Indian coal has historically been evaluated as being high in ash content and low in calorific value compared to imported coal. The average GCV of domestic thermal coal ranges from 3,500-4,000 kcal/kg compared to imported thermal coals of +6,000 kcal/kg of GCV. Also the average ash content of Indian coals is more than 40% compared to imported coal which has less than 10% ash content. The consequence of this is that high-ash coal when burnt results in higher particulate matter, nitrogen and sulphur dioxide. Given this, the government, since 1954, has controlled the price of coal in a way that power companies were disincentivised to use high-grade coking coal for power generation.

Thus in the pursuit of balancing India’s needs for coal production, power plants and pollution, the government has recommended the use of imported coal with lower ash and moisture content. The Central Electricity Authority (CEA) in 2012 recommended, and which still stands, that about 10-15% blending of imported coal can usually be safely used in Indian power boilers, which are designed for low quality Indian coal.

What is clean coal?

Broadly, we get clean coal when the carbon content has been increased by reducing its ash content. Coal plants have ‘washing plants’ on site which can process the coal in ways that reduce ash and moisture content. They employ huge blowers or a ‘bath’ to remove fine, coarse ash. However, deploying such equipment is expensive and adds to the cost of power. The other method to clean coal — again requiring significant investment — is coal gasification. Here, the need to directly burn coal is bypassed by converting it into gas. By relying on an integrated gasification combined cycle (IGCC) system, steam and hot pressurised air or oxygen combine with coal in a reaction that forces carbon molecules apart. The resulting syngas, a mixture of carbon monoxide, hydrogen, CO2 and water vapour, is then cleaned and burned in a gas turbine to make electricity. Since IGCC power plants create two forms of energy (steam from the gasification process apart from syngas as fuel), they increase efficiency of the coal used.

What is the future of coal in India?

Official data says that India in 2023-24 produced 997 million tonnes of coal, an 11% growth over the previous year. Most of this was produced by the state-owned Coal India Ltd and its subsidiaries.

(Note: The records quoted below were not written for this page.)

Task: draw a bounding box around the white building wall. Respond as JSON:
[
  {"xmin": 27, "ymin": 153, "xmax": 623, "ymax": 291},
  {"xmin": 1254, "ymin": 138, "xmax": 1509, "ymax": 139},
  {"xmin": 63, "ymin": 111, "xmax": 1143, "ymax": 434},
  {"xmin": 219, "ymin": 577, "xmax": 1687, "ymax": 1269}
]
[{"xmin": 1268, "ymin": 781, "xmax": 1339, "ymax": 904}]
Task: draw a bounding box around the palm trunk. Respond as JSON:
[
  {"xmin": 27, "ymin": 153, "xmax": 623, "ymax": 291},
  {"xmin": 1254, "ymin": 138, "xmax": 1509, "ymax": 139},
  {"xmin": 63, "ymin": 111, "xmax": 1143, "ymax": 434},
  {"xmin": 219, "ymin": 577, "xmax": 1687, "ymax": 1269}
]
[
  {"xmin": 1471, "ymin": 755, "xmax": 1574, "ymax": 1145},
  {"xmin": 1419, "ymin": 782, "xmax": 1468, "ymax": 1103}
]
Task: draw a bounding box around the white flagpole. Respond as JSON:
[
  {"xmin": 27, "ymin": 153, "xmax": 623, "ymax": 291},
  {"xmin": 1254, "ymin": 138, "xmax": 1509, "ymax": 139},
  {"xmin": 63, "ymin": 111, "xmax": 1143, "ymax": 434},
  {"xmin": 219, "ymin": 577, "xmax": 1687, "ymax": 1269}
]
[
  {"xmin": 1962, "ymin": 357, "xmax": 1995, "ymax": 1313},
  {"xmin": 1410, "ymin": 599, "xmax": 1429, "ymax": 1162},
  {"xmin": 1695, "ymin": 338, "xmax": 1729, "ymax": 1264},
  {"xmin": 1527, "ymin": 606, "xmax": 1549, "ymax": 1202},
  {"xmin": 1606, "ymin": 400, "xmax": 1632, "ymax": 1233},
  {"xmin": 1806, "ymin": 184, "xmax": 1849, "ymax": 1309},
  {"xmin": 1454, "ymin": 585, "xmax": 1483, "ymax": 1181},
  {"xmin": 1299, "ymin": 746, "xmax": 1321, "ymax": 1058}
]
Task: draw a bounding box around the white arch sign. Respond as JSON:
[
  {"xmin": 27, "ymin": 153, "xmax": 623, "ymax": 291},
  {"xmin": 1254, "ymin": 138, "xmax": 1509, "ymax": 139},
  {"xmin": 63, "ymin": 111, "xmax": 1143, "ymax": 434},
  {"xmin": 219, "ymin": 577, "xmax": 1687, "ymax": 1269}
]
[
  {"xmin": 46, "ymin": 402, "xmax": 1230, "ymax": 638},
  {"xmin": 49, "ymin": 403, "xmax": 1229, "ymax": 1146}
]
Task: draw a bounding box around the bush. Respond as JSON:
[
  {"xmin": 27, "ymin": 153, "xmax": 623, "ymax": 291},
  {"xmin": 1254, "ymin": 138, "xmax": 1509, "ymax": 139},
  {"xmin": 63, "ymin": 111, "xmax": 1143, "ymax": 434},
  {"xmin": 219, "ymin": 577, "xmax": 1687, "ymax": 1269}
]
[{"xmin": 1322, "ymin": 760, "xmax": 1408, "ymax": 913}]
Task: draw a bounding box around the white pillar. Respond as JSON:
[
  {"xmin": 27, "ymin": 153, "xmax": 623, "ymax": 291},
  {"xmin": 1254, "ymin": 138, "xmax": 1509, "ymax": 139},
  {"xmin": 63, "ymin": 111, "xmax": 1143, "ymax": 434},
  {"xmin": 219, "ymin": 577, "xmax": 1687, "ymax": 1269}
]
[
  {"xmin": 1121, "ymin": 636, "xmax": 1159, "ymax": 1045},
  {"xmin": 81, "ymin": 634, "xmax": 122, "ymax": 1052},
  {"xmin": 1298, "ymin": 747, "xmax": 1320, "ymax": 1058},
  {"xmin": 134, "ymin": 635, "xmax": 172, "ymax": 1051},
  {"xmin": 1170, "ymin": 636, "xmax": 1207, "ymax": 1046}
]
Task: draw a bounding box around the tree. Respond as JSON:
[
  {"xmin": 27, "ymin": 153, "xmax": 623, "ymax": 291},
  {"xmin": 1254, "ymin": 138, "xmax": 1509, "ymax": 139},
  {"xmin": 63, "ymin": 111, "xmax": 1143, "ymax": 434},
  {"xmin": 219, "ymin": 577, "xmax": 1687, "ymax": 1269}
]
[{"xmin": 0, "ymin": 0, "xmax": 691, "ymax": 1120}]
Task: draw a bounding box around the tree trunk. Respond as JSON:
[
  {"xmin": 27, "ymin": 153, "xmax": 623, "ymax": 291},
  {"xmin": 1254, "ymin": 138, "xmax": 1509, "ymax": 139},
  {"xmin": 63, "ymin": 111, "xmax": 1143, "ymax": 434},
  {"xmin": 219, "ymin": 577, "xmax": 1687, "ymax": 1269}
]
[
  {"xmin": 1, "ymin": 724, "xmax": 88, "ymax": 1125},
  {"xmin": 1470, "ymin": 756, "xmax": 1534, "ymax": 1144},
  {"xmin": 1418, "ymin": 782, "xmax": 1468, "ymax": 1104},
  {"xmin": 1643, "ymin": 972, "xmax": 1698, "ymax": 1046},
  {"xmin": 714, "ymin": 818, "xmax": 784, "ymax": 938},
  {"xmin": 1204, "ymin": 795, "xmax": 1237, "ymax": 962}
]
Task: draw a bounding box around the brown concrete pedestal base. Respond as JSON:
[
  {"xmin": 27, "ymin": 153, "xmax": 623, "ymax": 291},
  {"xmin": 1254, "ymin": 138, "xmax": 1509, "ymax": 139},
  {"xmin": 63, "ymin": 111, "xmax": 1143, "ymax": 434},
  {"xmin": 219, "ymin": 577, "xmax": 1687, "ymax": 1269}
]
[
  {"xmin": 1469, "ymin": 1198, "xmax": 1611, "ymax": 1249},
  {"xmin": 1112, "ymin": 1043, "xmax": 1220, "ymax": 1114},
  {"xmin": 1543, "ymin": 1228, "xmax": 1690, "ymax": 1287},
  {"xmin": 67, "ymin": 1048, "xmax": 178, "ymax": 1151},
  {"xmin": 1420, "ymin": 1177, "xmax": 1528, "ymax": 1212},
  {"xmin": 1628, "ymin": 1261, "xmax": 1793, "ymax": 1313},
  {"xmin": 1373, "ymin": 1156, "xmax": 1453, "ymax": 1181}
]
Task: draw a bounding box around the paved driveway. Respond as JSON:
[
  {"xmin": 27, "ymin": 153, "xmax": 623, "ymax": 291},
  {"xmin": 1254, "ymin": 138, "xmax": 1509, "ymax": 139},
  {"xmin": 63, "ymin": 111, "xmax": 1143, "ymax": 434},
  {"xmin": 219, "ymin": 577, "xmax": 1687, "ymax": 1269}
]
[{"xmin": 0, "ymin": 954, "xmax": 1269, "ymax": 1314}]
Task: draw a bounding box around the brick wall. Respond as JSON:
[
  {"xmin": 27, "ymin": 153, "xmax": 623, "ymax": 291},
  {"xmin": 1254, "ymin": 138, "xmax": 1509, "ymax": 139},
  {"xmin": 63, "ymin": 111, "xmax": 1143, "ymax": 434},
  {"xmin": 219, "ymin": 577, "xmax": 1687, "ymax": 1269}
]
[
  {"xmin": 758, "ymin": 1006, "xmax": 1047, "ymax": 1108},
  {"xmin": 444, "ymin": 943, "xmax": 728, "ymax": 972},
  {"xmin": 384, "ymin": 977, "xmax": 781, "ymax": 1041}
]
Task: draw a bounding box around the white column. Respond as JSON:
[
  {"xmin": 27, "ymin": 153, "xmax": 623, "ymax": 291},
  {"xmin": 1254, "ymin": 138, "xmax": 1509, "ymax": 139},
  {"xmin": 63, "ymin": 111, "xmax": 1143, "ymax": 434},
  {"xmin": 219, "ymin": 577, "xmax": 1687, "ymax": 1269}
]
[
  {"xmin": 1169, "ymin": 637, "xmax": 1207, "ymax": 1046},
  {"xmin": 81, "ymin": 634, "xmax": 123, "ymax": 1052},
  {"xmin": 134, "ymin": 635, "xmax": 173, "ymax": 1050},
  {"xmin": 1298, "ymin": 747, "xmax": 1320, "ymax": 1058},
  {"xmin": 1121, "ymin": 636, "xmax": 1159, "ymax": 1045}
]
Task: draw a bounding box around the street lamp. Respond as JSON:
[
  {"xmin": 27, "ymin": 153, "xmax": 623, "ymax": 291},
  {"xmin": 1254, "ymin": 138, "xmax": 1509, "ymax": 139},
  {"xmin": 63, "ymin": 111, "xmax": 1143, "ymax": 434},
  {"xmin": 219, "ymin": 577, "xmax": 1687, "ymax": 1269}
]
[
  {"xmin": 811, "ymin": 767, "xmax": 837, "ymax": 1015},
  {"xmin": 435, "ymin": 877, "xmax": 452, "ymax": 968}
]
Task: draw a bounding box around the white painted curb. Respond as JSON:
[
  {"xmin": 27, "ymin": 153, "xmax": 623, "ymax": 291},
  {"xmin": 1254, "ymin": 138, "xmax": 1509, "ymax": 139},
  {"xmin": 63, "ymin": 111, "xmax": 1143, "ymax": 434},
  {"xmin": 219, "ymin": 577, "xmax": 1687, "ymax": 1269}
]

As of March 2024, India produced 261 tonnes of coal, of which 58 million tonnes was coking coal. Despite stated commitments to transition India’s electricity sector away from fossil fuel, coal is the mainstay of India’s energy economy. Change, however, is in the air as for the first time this year, renewable energy accounted for 71.5% of the record 13.6 GW power generation capacity added by India in the first quarter of this year, while coal’s share (including lignite) of total power capacity dropped below 50% for the first time since the 1960s.